Federal Reserve Banker: Time to Cut Megabanks Down to Size
Suppose you are a teenager. Suppose you are a rich teenager and one who is also spoiled and ill-behaved.
Suppose you bend the rules continually, stretch the truth and put other people in harm’s way. Suppose you cheat your fellows with no compunction and don’t care about the consequences of your actions.
Your only concern is for your own welfare. In fact, you have absolutely no regard for anyone you use or damage through your selfish and wayward manner.
Every once in a while, you get caught by your father for your egregious conduct and threatened with punishment. But you’ve been through this before, and you know the penalties will never come.
You know that the threats are empty and that his bombast is just for show. Besides, your mother has got your back and grandfather’s trust fund is inviolable.
So whatever distress or injury you cause, you will never be bereft. Whatever money you squander will be resupplied endlessly. There’s no need to worry, and just as important, no real incentive to change your behavior. You are free to be who you are.
Megabanks Given Carte Blanche
Now suppose you are a megabank, one of the nation’s 12 largest. Your assets can range anywhere from $250 billion to $2.3 trillion. And even though you and your 11 mates account for only 0.2 percent of the 5,600 commercial banking institutions in the country, you hold almost 70 percent of all industry assets.
Even better: A decade ago, you were allowed to gamble with all that money when your friends in Washington, D.C. — the ones who always have had your back — repealed a 70-year-old law that had restricted your speculative nature. Now the floodgates are open. You are free to be who you are.
So you go on a spree. You invest, you leverage, you create all sorts of sophisticated and enigmatic financial products, you make bets, you take bets, you bet against the bets you make yourself. You invite other people into your game and get them to give you their money with inflated promises and jigged numbers.
You bend some rules, stretch the truth and put a lot of people in harm’s way.
But you rigged the system so that you don’t have to fear the consequences of your actions. Even if you do get caught, you will be bailed out. Whatever money you squander will be resupplied endlessly, because you’re just too big to fail.
There’s no need to worry, and just as important, no real incentive to change your behavior.
Bad Behavior Goes Unpunished
Is the metaphor too far-fetched? Perhaps. But in both cases there is bad — even illegal — behavior, which not only goes unpunished but also has every motivation and rationale to repeat itself.
The trust-fund teen never gets grounded and never puts the brakes on his hedonistic spending habits. Essentially, there are no sticks – only carrots. And human nature being what it is, it will go for the carrots every time.
The country’s largest banks have not given up a single miscreant CEO to the penal system, and with their bailed-out funds as ante, have all managed to thrive again while the rest of the country is still stalled in the economic doldrums.

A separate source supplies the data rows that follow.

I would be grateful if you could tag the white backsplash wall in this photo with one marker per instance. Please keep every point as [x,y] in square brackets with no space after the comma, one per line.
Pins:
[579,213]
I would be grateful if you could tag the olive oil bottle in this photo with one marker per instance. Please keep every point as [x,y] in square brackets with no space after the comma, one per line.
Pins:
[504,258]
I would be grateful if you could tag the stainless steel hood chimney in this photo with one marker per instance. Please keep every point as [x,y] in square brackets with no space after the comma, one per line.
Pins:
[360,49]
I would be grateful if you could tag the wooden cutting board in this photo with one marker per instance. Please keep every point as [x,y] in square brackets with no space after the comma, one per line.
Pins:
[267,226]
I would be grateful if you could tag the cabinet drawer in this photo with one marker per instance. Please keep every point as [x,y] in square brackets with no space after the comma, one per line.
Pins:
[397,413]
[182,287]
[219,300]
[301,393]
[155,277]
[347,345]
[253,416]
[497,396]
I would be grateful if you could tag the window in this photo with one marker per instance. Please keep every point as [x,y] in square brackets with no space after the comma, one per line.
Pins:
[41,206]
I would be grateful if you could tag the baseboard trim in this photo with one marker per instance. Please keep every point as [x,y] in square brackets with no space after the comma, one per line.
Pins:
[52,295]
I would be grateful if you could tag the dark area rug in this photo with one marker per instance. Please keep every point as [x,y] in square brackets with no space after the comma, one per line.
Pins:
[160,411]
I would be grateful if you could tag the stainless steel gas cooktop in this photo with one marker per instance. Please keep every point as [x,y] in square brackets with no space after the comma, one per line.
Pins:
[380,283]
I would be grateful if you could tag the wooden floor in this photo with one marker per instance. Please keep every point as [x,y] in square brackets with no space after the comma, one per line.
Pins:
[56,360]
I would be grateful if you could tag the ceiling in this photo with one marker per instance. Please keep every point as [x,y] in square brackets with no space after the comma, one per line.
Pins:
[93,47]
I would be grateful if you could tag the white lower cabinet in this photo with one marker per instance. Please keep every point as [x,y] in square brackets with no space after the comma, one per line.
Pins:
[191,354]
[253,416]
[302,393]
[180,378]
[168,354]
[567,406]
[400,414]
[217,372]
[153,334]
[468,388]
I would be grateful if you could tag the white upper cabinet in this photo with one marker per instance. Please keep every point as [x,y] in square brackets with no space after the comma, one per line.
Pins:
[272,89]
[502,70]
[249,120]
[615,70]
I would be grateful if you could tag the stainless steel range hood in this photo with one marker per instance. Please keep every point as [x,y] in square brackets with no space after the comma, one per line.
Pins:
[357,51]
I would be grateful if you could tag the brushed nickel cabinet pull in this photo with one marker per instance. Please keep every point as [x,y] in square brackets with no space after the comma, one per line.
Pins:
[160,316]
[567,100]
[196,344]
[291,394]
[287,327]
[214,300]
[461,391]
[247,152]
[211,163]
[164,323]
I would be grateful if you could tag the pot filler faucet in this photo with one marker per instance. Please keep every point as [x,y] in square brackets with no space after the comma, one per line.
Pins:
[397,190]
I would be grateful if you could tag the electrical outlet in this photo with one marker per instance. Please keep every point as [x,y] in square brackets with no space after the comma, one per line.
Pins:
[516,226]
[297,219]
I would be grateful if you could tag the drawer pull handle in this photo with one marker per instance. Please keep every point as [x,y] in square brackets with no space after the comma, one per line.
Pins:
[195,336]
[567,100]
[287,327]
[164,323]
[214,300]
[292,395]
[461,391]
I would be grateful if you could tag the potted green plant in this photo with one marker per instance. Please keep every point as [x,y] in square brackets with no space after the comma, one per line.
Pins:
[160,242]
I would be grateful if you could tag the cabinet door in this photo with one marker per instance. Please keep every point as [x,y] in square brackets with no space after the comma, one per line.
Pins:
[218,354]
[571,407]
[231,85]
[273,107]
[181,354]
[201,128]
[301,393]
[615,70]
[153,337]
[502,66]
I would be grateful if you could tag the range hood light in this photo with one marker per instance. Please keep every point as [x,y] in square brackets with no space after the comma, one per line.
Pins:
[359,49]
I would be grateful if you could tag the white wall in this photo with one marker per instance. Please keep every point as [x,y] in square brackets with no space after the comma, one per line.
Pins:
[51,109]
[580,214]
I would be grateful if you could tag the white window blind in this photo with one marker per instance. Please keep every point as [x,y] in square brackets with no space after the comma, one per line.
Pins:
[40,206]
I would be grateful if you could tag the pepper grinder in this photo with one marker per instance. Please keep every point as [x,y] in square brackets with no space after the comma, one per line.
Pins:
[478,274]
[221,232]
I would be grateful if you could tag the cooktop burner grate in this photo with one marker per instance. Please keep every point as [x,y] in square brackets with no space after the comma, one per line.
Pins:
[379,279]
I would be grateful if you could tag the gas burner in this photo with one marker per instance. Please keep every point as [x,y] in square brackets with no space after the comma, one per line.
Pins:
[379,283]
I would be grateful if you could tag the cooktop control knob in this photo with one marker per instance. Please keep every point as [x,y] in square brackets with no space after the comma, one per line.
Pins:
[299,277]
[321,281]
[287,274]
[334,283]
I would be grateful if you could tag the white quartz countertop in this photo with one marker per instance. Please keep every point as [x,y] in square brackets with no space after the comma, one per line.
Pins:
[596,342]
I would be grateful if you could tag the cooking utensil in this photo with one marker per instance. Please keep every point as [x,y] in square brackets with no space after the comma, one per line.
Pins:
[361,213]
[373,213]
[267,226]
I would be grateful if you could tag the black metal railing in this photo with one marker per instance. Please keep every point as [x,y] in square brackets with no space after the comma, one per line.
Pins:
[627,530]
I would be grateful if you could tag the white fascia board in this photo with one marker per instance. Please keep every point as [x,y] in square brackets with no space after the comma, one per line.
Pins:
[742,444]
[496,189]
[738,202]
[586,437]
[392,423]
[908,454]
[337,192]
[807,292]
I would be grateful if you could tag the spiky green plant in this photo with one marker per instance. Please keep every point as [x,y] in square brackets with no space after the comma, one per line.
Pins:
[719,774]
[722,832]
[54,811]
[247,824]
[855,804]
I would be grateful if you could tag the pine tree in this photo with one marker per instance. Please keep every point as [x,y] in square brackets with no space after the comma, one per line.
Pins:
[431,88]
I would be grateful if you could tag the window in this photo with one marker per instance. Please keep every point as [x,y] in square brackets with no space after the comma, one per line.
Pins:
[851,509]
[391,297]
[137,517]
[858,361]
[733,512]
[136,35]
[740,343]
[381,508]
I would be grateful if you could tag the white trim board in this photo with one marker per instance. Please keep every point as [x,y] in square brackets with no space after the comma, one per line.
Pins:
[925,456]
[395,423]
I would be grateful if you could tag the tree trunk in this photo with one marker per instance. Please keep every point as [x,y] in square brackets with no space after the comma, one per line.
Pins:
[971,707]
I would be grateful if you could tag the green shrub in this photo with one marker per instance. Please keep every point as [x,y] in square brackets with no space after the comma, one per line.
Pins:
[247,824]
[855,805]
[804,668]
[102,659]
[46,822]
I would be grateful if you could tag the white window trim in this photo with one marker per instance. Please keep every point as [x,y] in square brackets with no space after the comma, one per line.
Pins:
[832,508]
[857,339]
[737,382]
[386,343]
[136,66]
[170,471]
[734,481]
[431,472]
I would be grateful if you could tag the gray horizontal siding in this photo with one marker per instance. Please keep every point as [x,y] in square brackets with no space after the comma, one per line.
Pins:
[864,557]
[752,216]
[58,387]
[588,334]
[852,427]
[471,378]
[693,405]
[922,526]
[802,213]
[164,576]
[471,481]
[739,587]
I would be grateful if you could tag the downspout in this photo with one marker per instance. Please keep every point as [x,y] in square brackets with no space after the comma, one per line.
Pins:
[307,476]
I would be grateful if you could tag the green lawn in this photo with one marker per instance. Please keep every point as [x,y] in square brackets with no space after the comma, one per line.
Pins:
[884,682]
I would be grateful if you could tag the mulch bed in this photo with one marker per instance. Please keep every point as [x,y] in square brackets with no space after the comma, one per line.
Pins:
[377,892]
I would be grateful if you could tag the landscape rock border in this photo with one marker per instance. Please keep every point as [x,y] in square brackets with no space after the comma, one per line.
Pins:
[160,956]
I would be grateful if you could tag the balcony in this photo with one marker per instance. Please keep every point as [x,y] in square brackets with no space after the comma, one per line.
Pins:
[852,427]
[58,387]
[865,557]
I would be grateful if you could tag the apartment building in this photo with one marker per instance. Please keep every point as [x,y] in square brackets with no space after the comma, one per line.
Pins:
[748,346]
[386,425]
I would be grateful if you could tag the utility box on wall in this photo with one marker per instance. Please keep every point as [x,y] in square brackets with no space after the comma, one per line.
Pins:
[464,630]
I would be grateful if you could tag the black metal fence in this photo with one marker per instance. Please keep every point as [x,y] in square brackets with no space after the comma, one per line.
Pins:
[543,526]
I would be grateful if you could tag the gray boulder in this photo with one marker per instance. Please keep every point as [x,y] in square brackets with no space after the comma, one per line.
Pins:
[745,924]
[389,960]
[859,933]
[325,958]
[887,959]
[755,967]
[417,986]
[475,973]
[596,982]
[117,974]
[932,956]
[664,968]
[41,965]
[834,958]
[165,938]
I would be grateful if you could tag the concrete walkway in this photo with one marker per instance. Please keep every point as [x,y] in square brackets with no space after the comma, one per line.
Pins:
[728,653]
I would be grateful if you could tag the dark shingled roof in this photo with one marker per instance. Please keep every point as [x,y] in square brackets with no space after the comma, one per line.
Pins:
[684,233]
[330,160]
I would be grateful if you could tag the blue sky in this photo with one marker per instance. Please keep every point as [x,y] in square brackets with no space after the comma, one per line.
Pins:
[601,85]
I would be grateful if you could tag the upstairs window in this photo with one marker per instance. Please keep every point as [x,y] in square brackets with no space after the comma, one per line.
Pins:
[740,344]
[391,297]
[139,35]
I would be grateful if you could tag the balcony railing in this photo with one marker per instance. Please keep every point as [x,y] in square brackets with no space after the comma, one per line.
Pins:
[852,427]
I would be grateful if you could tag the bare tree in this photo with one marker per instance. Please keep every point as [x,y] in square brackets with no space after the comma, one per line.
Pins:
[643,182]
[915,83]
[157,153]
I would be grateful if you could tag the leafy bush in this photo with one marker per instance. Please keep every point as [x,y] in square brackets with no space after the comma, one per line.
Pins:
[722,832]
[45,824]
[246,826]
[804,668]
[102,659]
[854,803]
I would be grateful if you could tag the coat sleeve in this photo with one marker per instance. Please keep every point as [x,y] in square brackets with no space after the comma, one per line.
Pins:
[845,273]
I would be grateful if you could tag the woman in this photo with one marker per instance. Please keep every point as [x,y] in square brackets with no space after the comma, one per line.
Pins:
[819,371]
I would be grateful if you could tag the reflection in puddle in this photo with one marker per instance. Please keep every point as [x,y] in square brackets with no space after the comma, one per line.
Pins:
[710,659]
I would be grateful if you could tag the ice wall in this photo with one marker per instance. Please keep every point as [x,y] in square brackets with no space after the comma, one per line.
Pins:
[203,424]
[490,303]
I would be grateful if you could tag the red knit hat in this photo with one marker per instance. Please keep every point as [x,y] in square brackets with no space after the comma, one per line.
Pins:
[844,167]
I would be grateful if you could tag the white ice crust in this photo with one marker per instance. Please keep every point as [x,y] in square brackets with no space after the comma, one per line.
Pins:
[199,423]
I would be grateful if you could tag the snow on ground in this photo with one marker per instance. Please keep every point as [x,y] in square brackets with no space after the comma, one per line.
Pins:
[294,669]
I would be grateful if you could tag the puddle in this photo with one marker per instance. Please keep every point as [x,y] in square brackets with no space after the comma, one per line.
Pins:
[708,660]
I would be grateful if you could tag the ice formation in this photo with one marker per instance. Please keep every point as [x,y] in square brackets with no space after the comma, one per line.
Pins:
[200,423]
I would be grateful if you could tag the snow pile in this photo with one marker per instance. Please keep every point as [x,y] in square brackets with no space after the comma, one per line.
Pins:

And the financial overhaul that ostensibly was created by Congress in the Dodd-Frank legislation to guarantee that taxpayers won’t have to come to their rescue again — if and when their bad-boy behavior resumes — is largely viewed by the banks themselves as porous and ineffectual.
So, again, no sticks. And human nature being what it is. . . .
A Federal Reserve Banker Points out the Problem
Oddly enough, this view is one held by one of the big banks’ own: Richard W. Fisher, president of the Federal Reserve Bank of Dallas. In a speech last week in Washington, D.C., Fisher called for the chopping up of the big banks so that none of them again could endanger the country’s financial system or put taxpayers on the hook for a bailout.
Fisher’s argument is that the megabanks enjoy a number of privileges:
- Access to lower borrowing costs than the rest of the country’s banking institutions.
- A federal safety net should they fail.
- An ability to withstand policing from regulators and scrutiny from their shareholders.
It is these perks, he argues, that make it all too likely that the megabanks will retreat back into recklessness.
Metaphorically, Fisher made the case for mincing up their credit cards, taking away the keys to the Porsche and pulling the plug on granddaddy’s bequest. He understands that in lieu of any other workable alternatives to deter junior’s offensive activities, sometimes cutting him down to size is the only way to save him from himself.
And the rest of us from him.
What Will Congress Do?
Does Fisher believe Congress will act on his suggestion? He says reasonable liberals and conservatives will warm to his plan.
But what if junior’s friends in the Capitol are just as rich, spoiled and selfish as he is, with no reason to challenge the primacy of the megabanks, who, in most cases, are their biggest campaign contributors?
In that case, we should all get ready for another teenage binge – and be prepared to clean up the mess they leave behind.